Secure MLOps pipelines integrate security measures such as signing, attestation, and SLSA to ensure the integrity and trustworthiness of machine learning workflows. Signing verifies the authenticity of code and models, while attestation provides evidence of their origin and compliance. SLSA (Supply-chain Levels for Software Artifacts) offers a framework to prevent tampering and enforce best practices, ultimately safeguarding the entire ML lifecycle from development to deployment.
Secure MLOps pipelines integrate security measures such as signing, attestation, and SLSA to ensure the integrity and trustworthiness of machine learning workflows. Signing verifies the authenticity of code and models, while attestation provides evidence of their origin and compliance. SLSA (Supply-chain Levels for Software Artifacts) offers a framework to prevent tampering and enforce best practices, ultimately safeguarding the entire ML lifecycle from development to deployment.
What is signing in Secure MLOps?
Digital signatures verify the authenticity and integrity of artifacts (code, models, containers) using cryptographic keys, ensuring you’re using trusted, unchanged artifacts.

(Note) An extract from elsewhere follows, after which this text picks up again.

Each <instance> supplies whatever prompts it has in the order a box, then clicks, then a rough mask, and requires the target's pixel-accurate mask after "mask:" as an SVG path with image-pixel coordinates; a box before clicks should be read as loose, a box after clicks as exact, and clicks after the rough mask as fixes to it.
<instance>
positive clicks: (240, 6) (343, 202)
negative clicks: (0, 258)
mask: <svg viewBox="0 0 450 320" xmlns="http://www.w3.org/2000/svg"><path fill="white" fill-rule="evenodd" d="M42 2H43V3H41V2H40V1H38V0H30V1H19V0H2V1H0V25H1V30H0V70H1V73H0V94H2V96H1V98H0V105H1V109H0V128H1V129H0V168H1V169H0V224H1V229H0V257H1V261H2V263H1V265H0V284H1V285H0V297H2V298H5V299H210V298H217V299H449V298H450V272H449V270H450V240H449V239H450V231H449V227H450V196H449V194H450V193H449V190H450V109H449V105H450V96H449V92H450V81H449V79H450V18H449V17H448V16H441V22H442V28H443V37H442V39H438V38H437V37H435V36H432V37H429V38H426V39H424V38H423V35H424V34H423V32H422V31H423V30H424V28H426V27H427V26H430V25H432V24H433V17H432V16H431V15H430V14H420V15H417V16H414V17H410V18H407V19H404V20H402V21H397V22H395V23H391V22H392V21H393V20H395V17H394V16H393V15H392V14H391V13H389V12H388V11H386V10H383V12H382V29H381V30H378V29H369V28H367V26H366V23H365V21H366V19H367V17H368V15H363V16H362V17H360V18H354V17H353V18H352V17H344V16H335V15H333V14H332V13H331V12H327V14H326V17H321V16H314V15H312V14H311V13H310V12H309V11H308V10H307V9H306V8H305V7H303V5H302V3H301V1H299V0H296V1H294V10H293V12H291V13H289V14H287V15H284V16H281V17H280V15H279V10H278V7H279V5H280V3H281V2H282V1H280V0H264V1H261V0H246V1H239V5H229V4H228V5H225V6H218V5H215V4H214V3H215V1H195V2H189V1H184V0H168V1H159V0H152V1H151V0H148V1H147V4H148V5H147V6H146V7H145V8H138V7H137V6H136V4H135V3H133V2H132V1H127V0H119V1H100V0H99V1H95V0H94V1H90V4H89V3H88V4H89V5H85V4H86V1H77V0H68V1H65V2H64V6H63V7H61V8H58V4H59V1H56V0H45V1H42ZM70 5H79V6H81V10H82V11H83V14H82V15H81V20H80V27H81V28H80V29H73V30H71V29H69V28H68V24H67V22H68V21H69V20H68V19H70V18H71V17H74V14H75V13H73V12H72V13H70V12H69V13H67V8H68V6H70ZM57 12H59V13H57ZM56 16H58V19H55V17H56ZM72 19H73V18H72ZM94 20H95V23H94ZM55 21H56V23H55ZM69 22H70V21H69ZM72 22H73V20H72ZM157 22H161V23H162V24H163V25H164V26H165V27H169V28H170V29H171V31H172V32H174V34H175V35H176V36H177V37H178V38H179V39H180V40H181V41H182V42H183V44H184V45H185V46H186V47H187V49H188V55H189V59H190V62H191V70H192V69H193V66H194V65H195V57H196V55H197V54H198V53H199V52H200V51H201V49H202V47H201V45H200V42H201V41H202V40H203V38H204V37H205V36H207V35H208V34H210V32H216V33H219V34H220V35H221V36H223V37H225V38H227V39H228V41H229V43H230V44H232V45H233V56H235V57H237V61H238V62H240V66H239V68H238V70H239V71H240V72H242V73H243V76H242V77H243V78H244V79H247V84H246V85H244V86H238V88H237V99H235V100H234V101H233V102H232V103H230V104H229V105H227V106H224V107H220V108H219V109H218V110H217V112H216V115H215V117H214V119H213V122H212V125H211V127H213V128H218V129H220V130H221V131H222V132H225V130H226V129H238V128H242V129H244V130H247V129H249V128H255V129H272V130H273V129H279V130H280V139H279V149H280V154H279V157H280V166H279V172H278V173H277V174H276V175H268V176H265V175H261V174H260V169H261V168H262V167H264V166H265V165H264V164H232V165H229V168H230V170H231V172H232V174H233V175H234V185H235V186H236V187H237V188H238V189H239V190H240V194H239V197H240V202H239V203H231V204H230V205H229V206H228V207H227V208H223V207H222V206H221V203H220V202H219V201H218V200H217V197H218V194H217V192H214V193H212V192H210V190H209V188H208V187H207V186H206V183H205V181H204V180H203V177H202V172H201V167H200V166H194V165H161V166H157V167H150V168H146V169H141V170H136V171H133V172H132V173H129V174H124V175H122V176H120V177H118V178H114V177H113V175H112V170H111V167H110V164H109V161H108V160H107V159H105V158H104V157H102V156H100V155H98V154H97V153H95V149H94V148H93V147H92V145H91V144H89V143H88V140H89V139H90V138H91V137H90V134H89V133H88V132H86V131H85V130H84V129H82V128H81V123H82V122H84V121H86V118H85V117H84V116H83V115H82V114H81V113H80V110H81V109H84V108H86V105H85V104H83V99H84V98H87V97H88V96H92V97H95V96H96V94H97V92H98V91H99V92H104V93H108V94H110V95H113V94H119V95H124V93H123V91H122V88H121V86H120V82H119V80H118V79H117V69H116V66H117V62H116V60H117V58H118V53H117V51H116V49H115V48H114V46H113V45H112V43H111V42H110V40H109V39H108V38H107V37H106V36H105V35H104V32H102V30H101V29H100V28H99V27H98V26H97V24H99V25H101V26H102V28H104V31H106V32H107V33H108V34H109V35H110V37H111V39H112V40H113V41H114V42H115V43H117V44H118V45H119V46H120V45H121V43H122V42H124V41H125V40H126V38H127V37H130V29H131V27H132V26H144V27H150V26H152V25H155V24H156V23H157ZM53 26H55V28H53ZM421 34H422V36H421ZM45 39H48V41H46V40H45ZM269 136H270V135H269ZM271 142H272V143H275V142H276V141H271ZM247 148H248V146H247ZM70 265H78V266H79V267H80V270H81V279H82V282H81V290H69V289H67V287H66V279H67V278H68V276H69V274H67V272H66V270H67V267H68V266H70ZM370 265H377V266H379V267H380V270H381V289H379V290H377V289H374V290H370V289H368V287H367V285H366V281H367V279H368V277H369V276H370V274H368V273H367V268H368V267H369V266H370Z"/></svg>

What is attestation in Secure MLOps?
Attestation provides evidence about the origin and compliance of artifacts (data, code, models, environments), including provenance data like build steps and dependencies, for verification by auditors.
What is SLSA and why is it important in ML pipelines?

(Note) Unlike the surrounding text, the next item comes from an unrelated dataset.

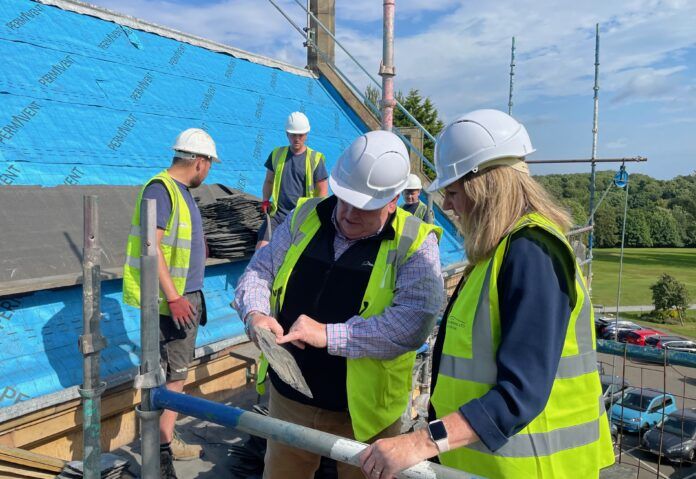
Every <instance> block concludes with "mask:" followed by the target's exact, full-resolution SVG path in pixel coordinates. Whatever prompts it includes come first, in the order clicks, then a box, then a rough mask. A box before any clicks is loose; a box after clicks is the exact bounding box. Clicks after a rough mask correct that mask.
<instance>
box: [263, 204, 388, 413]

SLSA stands for Supply-chain Levels for Software Artifacts. It’s a maturity framework that defines how provenance, integrity, and reproducibility are maintained across the ML software supply chain.

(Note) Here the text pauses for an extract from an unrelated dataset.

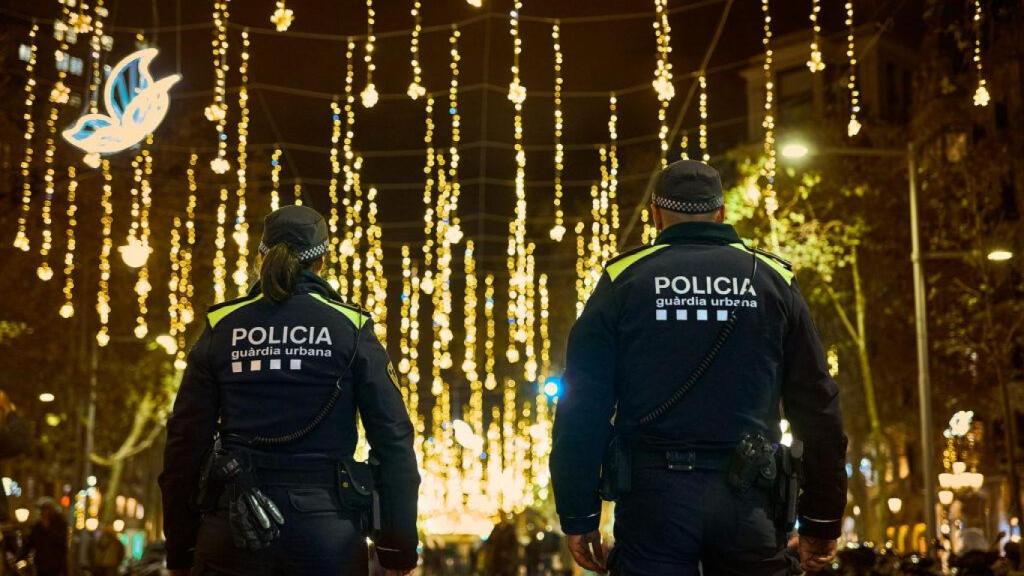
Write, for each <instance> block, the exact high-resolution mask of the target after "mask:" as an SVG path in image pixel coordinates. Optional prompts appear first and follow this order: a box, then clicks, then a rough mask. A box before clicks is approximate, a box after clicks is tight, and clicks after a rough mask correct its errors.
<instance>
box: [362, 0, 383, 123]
mask: <svg viewBox="0 0 1024 576" xmlns="http://www.w3.org/2000/svg"><path fill="white" fill-rule="evenodd" d="M375 15H376V11H375V10H374V0H367V43H366V46H365V48H366V55H365V56H364V57H362V59H364V61H366V63H367V87H366V88H364V89H362V91H361V92H359V97H360V98H362V107H364V108H373V107H375V106H377V100H378V99H379V98H380V94H378V93H377V86H374V71H375V70H377V65H375V64H374V42H376V40H377V37H376V36H374V19H375Z"/></svg>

How do signing, attestation, and SLSA relate to each other?
Signing authenticates artifacts, attestation provides verifiable provenance and compliance evidence, and SLSA offers a structured model to implement and measure these practices across the ML workflow.
What benefits do these practices bring to Generative AI systems?
They enhance trust, enable easier audits, reduce tampering risk, improve reproducibility, and support safer deployment of AI models and workflows.